TC: One of the most stunning parts of the film is its editing, because there weren’t distinct time stamps present but there is a very noticeable passage of time.
Lindsay Utz: I think there were temporal signposts in the material and, for me, it was a more interesting way to approach storytelling rather than crutching on a certain year. We decided to use cues that were more subtle to anchor the audience and create the sense that time is moving forward.
Sabrina Schmidt Gordon: I think, too, when talking about these temporal sign-posts, we tried to emphasize that this isn’t a story about a marginalized community–this is really an American experience. We all experienced Sandy Hook, we all experienced the elections in ’08 and ’12. So that also helps to remind folks that this is our experience.

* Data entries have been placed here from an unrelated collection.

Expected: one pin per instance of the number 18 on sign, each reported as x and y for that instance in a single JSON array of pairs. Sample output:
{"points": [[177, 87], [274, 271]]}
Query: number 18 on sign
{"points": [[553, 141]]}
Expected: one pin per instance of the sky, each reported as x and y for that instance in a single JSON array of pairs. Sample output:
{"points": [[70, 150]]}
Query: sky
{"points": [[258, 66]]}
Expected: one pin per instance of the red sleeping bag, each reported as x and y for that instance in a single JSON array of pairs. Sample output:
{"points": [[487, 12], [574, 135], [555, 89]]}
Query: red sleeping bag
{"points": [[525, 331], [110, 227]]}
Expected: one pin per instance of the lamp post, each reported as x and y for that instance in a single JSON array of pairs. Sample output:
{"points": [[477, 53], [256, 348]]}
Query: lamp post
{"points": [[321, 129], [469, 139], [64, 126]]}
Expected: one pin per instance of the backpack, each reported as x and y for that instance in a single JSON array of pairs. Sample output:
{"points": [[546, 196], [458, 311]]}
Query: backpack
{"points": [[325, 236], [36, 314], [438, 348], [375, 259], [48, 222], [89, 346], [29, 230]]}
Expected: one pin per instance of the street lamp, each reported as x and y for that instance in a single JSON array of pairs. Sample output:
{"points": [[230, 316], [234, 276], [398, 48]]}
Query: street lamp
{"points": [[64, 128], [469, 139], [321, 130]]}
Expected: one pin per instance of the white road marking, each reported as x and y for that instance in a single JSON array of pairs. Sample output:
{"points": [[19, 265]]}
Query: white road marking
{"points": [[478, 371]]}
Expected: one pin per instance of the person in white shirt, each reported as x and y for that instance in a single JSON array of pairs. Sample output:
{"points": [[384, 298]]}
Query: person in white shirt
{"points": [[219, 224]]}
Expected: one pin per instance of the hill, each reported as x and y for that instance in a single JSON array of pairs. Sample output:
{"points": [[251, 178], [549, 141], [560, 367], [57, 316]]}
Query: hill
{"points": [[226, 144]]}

TC: There’s definitely context to the film. How did you strike the balance between allowing “Quest” to have universality while resonating within the specific community involved?
LU: The approach was to always develop the family’s story first. Developing Quest’s studio came later. Jon hadn’t shot a lot of neighborhood scenes to begin with because he was so laser-focused on capturing the intimacy of the family that when we started editing, Sabrina and I suggested we go out and try to get the texture of the neighborhood.
TC: Is it odd watching the film now? What experience do you have seeing it?
QR: The weird thing for me is listening to people at the Q&As afterwards, when people walk up to us and share the similarities in their lives that they see with us. The relationships that come out of this are unique, and that’s weird at first, but when I start thinking about it, maybe that’s a good thing.
LU: The experience of watching the film is strange for me because when we locked picture before Sundance I was totally numb. I couldn’t feel the film at all anymore because I was so close to it. And now that we screen it at these festivals, it’s like you get to see it for the first time through everybody else’s eyes and I’m starting to feel it again because I have more distance from the material.
SSG.: You get so caught up in the details and you forget it’s this big, immense thing.
PJR: I feel as though the film helped me move on from what happened. I’m lucky. I could tell my story when not everybody gets the chance to.